Knabenchor-Gipfel
Auch in Krisenzeiten muss die Kulturförderung nicht zwingend zurückgefahren werden. Das bewiesen zumindest im 17. Jahrhundert die Leipziger Ratsherren, indem sie den vielen musikalischen Aktivitäten in ihrer Stadt sehr aufgeschlossen gegenüber standen. Trotz wahrhaft existenzieller Sorgen während des 30-jährigen Krieges förderten sie großzügig die Kirchenmusik und den Lehrbetrieb an der Thomasschule. Musikalisch begabte Knaben aus ganz Mitteldeutschland strömten daher nach Leipzig, um hier eine profunde Ausbildung zu erhalten. Etliche prominente Komponisten der Zeit sahen diese Kulturpolitik als beispielhaft an und bescheinigten dies der Stadtregierung in den Widmungen ausgewählter Werke.
Thomaskantor Johann Hermann Schein etwa dezidierte seine 1623 veröffentlichte Motettensammlung »Fontana d’Israel, Israels Brünlein« seiner »lieben Obrigkeit, unter dero großgünstigen Bestallung, Favor und Beneficenz ich mich, gottlob, noch bis dato dankbarlichst befinde«. Die 26 Werke des Bandes sind jeweils mit fünf Vokalstimmen und Basso continuo besetzt und präsentieren die höchst künstlerische Verbindung zwischen der deutschen Motettentradition des späten 16. Jahrhunderts und der modernen, expressiven Tonsprache des italienischen Madrigals nach dem Vorbild Monteverdis.
Ein Vierteljahrhundert später wurde dem Leipziger Rat erneut eine ehrenvolle Widmung zuteil. Diesmal kam sie aus Dresden, vom dortigen Hofkapellmeister Heinrich Schütz, der seine Sammlung »Geistliche Chormusik« dem »Bürgermeister und Rat der Churfürstlichen Stadt Leipzig« zueignete. In genüsslicher Ausführlichkeit drückt Schütz in der Widmung seine Bewunderung aus, dass der »Musicalische Chor zu Leipzig, in diesen Hochlöblichsten Churfürstenthum allezeit vor andern einen großen Vorzug gehabt, und jedes Mal fast wohl bestallt gewesen ist.« Auch diese Sammlung mit 29 Motetten ist wegweisend, Schütz gelingt es mit großer Liebe zum Detail, die religiösen Texte überragend musikalisch auszulegen.

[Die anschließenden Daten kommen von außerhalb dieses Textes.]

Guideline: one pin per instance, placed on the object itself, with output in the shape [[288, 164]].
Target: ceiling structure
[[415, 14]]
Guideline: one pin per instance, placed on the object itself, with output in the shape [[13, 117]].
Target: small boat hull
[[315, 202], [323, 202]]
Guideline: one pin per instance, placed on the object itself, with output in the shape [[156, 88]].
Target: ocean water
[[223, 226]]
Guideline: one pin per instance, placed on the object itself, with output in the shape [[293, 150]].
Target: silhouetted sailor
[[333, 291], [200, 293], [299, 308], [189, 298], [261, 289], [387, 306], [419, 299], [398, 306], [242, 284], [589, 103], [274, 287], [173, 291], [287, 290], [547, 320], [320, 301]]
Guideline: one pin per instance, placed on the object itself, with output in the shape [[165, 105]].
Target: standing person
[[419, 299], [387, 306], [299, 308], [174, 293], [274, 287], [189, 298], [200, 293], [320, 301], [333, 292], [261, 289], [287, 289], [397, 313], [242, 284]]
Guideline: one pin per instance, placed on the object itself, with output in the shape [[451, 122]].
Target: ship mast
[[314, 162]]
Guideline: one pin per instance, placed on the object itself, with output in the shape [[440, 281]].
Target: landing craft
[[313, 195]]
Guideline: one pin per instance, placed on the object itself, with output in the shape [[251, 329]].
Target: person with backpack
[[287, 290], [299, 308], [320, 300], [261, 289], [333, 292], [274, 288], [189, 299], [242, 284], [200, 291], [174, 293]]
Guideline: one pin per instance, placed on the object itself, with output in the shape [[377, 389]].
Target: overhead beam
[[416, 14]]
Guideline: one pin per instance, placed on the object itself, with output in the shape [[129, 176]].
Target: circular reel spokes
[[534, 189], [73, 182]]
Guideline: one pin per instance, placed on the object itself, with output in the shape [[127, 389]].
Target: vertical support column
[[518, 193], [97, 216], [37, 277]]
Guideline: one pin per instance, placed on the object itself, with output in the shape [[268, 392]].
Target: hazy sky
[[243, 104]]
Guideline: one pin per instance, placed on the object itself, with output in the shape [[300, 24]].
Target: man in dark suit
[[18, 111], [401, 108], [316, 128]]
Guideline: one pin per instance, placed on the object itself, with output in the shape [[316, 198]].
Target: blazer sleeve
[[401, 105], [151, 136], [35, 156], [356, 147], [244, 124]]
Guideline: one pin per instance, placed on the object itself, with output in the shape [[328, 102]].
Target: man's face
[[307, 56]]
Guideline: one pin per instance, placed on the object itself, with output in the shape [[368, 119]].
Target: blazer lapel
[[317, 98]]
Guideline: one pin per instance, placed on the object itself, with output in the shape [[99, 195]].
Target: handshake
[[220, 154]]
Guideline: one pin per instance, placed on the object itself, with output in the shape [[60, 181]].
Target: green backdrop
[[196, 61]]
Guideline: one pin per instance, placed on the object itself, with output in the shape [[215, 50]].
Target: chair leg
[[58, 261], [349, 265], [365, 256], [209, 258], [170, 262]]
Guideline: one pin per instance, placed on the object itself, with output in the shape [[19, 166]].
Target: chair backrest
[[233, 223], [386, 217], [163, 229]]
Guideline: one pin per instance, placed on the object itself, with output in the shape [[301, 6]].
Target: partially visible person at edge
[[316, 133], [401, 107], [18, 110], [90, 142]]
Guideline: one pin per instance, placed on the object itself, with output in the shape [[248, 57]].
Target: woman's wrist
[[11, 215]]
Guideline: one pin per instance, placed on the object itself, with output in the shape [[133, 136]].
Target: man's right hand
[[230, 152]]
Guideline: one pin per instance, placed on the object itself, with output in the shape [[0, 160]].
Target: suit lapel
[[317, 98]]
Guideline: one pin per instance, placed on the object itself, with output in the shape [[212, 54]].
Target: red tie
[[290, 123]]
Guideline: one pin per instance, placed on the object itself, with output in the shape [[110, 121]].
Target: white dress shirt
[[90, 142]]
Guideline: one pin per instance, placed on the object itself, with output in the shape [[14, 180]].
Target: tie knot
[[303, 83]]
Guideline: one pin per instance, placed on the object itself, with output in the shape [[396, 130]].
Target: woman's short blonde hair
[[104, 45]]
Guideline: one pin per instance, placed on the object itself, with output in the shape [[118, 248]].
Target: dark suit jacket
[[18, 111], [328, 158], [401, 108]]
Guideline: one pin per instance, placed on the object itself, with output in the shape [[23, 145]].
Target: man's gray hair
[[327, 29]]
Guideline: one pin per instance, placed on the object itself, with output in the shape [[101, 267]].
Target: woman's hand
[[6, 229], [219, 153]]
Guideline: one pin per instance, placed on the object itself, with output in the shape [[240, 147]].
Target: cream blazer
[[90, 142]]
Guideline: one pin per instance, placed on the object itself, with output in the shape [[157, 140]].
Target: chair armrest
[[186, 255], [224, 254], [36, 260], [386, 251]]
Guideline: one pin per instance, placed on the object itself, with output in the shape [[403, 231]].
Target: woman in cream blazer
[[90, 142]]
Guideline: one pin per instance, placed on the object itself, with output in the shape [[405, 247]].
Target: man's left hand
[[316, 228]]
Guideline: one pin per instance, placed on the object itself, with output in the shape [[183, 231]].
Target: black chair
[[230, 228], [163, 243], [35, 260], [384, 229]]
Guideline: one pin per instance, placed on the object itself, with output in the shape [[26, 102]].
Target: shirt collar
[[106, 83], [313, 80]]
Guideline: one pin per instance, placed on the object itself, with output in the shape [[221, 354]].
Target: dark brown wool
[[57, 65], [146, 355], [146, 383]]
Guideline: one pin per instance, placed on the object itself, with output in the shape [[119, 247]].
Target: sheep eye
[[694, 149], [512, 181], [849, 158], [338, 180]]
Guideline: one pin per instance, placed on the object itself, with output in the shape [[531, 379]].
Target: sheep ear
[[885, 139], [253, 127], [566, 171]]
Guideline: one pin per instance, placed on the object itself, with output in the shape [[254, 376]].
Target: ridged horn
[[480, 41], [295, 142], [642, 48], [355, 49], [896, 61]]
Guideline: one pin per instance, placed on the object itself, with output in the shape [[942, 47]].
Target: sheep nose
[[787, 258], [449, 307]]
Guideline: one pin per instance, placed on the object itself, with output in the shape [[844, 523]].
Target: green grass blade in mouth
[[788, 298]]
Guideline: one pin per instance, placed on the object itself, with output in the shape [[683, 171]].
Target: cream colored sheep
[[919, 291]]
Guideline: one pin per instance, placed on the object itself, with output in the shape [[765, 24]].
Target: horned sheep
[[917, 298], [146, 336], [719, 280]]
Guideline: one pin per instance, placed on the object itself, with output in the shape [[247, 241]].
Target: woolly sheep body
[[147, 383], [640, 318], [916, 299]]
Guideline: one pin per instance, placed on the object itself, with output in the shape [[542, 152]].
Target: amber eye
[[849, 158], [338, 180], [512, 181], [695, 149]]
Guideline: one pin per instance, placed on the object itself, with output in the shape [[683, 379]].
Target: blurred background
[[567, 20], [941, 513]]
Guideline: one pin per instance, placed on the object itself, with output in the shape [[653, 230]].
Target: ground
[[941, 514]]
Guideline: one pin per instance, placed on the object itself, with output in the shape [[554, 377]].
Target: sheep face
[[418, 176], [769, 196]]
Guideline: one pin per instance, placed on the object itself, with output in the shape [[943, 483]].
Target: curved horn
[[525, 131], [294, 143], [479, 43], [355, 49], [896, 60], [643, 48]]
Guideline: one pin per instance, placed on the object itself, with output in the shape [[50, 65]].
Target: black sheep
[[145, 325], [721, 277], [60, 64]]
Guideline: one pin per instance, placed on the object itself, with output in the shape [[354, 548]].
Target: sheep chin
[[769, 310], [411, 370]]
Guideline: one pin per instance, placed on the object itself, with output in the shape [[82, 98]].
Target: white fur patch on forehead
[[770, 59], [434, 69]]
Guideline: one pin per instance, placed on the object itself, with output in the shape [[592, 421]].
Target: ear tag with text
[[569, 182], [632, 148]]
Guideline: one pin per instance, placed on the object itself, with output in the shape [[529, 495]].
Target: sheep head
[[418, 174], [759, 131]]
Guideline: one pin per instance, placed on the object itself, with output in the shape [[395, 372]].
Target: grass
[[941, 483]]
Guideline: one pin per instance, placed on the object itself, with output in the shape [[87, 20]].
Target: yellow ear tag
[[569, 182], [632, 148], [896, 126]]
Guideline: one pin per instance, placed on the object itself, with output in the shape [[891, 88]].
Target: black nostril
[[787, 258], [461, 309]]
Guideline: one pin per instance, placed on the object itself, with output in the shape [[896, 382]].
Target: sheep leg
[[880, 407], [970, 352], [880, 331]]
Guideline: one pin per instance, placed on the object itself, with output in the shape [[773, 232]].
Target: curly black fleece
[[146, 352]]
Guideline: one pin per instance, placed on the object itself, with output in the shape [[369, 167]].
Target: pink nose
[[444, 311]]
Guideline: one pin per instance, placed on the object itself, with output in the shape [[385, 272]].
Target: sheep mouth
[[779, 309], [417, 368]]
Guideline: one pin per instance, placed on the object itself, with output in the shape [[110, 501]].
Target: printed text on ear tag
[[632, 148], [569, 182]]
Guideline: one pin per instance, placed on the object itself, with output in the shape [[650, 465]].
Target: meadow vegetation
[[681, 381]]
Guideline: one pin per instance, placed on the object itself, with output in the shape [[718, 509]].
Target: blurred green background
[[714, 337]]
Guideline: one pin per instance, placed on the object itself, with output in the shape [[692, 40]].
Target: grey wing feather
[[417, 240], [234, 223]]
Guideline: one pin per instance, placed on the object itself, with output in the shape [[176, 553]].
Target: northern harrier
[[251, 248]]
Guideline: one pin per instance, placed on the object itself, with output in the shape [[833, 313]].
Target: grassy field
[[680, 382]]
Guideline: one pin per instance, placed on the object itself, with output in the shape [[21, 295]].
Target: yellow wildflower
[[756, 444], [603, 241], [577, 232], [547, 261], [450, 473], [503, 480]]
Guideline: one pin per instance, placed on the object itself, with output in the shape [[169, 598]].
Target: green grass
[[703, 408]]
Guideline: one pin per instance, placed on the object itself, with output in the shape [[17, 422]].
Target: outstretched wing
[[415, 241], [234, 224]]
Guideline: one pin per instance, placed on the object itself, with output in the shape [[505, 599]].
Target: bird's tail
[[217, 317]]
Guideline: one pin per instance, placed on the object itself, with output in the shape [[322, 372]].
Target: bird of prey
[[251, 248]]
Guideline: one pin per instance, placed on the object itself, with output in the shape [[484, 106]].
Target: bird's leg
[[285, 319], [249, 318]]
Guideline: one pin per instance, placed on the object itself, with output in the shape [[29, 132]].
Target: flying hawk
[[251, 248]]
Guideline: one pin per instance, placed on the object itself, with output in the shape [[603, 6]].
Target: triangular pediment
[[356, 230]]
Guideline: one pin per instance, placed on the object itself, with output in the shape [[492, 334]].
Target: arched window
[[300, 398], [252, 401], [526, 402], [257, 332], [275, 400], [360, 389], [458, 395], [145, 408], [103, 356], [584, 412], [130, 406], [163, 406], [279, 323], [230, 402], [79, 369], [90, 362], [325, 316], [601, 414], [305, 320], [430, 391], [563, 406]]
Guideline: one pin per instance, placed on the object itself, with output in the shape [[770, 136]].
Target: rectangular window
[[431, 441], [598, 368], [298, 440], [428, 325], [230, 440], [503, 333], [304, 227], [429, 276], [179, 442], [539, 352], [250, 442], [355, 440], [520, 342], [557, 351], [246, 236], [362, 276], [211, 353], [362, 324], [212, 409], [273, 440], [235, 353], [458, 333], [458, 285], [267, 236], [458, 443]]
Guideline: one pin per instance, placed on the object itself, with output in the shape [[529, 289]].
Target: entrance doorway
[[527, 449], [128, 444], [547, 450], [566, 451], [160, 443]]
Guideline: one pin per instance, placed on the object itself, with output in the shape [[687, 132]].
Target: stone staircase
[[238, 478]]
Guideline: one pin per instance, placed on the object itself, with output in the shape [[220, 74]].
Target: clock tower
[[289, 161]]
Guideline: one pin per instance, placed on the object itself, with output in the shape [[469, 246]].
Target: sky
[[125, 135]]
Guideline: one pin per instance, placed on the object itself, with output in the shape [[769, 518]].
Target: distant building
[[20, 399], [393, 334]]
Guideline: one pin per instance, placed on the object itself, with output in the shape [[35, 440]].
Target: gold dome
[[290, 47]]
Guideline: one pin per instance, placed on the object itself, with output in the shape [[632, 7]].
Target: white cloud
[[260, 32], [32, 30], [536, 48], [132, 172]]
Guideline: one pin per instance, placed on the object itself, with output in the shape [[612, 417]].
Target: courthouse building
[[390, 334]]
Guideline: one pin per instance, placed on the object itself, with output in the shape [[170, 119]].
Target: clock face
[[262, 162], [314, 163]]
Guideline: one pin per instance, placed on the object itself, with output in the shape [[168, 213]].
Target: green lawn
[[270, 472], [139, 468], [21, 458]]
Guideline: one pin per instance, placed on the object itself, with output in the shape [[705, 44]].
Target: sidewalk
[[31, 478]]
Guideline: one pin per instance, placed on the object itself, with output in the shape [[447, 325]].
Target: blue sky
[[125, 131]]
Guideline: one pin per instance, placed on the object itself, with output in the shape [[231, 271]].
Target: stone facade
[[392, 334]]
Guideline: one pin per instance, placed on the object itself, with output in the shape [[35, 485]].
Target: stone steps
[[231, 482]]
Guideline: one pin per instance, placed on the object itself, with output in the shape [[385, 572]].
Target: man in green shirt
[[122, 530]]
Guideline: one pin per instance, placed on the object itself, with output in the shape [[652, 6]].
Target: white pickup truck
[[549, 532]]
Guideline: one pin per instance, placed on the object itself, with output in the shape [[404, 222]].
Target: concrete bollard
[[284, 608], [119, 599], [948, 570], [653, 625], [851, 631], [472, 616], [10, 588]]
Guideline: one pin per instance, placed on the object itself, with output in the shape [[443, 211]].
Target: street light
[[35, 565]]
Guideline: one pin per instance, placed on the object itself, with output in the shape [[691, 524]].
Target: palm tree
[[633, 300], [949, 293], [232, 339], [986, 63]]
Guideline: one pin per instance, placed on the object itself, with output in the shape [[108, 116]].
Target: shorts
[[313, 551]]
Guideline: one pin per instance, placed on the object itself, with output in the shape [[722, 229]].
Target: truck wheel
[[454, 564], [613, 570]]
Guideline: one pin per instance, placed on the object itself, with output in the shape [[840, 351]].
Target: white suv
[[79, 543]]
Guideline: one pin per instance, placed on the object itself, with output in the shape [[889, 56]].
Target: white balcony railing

Als schließlich Johann Sebastian Bach 1723 das Amt des Leipziger Thomaskantors antrat, sorgte er zwar mit seinen vielen Kantaten für ein vollkommen neues Repertoire, ließ aber parallel auch die traditionelle Motettenkultur nicht außer Acht und schuf mit »Jesu, meine Freude«, »Singet dem Herrn ein neues Lied« und einigen weiteren A-Cappella-Kompositionen noch einmal Spitzenwerke für diese Gattung.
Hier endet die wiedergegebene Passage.